00% 27.98 +/- 3.40 892.61 +/- 204.62 Thermobaculum 2 1 1 0 100.00% 56.02 +/- 11.51 1550.79 +/- 673.39 Thermotogae 11 0 6 5 54.55% 40.19 +/- 6.51 1976.74 +/- 160.46 Verrucomicrobia 4 3 1 0 100.00% 55.24 +/- 8.47 3664.91 +/- 1649.61 Total 1173 696 269 208 82.27% * Average GC content and standard deviations (SD) were calculated according to the different strains in the phylum. $Average length was calculated
by averaging the complete genome length in the phylum. The acquisition of foreign DNA may modify compositional bias, and GC content change is a predominant outcome of this process. Another outcome of foreign DNA insertion is the appearance of GIs, which may change the virulence or function of the host strain (Figure 1D). In this study, we calculated GC content deviations for all the bacterial genomes. Dinaciclib datasheet Then, we searched the genomic sequence for GIs by identifying the genomic segments with GC contents significantly different from the mean value of the genome (i.e., greater than three times the standard deviation).

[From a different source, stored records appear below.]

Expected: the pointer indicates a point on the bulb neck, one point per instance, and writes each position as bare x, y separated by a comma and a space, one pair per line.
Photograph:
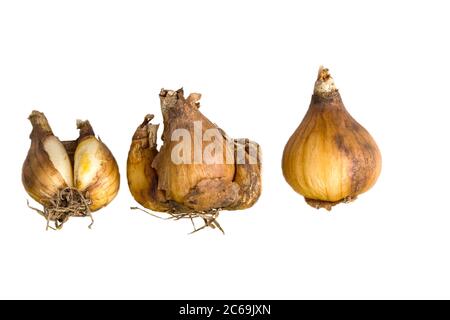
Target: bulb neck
85, 129
324, 85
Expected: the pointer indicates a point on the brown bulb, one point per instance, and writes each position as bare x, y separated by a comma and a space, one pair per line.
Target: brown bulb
330, 158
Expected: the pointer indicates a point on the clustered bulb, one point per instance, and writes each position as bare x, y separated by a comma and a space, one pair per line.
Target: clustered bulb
68, 178
330, 158
198, 170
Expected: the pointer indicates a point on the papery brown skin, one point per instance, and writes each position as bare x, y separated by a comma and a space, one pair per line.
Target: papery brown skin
43, 182
330, 158
161, 185
39, 177
104, 187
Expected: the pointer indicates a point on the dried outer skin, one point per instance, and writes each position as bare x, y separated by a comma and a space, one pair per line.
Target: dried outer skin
142, 178
103, 188
39, 177
146, 166
179, 180
330, 158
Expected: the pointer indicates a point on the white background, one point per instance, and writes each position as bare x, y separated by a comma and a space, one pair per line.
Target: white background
255, 64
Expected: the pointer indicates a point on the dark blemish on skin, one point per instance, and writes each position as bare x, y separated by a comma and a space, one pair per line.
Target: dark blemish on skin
339, 141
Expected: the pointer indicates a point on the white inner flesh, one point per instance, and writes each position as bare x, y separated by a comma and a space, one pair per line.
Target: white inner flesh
60, 159
87, 163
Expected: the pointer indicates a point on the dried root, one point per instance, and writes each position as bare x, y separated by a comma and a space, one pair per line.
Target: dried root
69, 202
209, 217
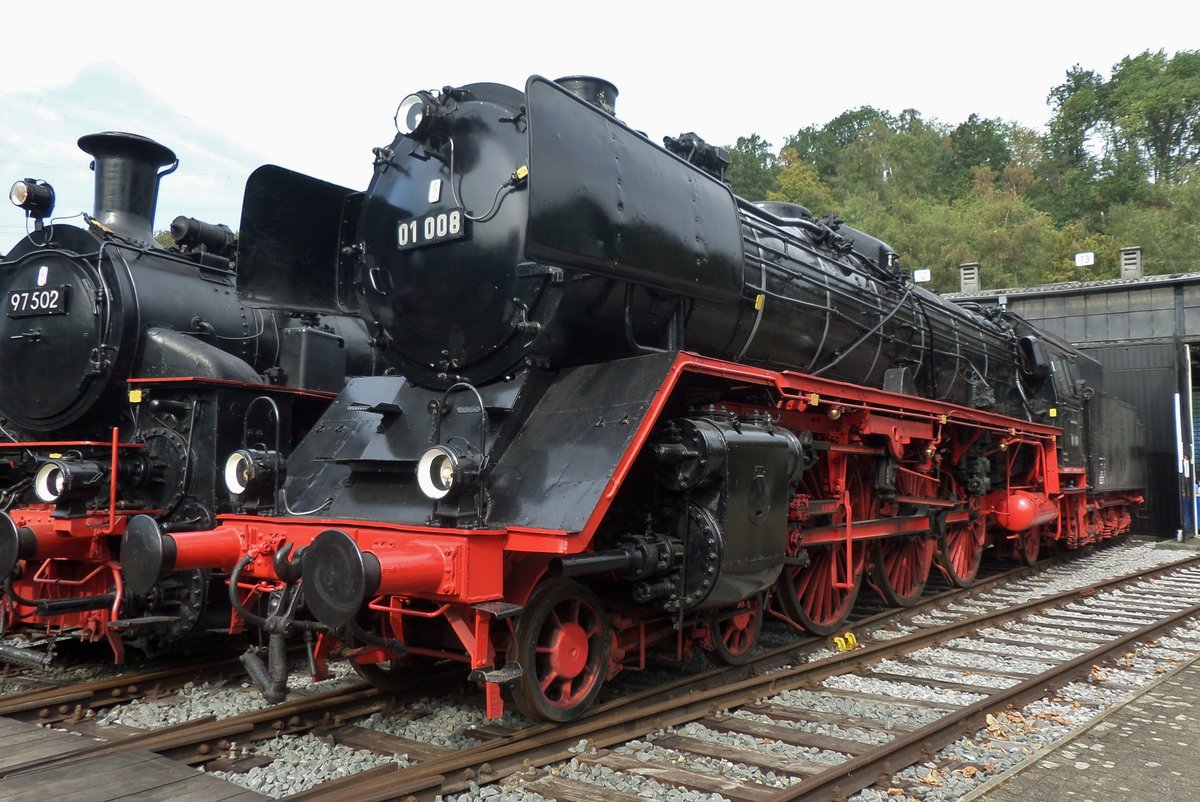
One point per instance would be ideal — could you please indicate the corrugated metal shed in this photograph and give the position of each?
(1141, 330)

From all of the genomes analyzed, 20,541 GIs were detected, according to the above criteria, with lengths from 2 to 80 kb, depending on the size of the sliding window used. 3.2 GIs are located next to sGCSs Bacterial genomes selleck chemical exhibit strong sGCSs
signals, which Sorafenib manufacturer is easy to understand because the genomes of different strains often share one replicon (Figure 2 AB). For a better comparison, we aligned all the genomes at the ori, and calculated relative genomic positions by dividing them with the length of each genome. sGCSs and pGIs were then plotted according to their relative genomic positions. When aligned at the origin and marked with relative distances, the genomes had an overrepresentation of sGCSs at 1/3, 1/2, and 3/4 marks. (Figure 2 AB). Furthermore, we found
that aside from their special distribution (Figure 2 A), sGCSs are closely correlated with GIs. These GIs are thought to have come from lateral gene transfer (LGT) events between different species but not from vertical inheritance due to their different genomic features. Based on the correlation between sGCSs and GIs, we suspect that sGCS regions are hotspots for horizontal DNA transfer in bacterial genomes, Figure 2 Distribution of GI, sGCS, and PAIs in the genome. (A) Scatter plot of the positions of GIs vs. sGCSs. For each genome, we coupled the positions of sGCSs and GIs. (B) Distribution of sGCSs, GIs, and PAIs in the genome. (C) Frequency of Ds along the genome with different sGCSs groups. (D) Gene classification according to COG functions in GIs (red) and all of the genomes.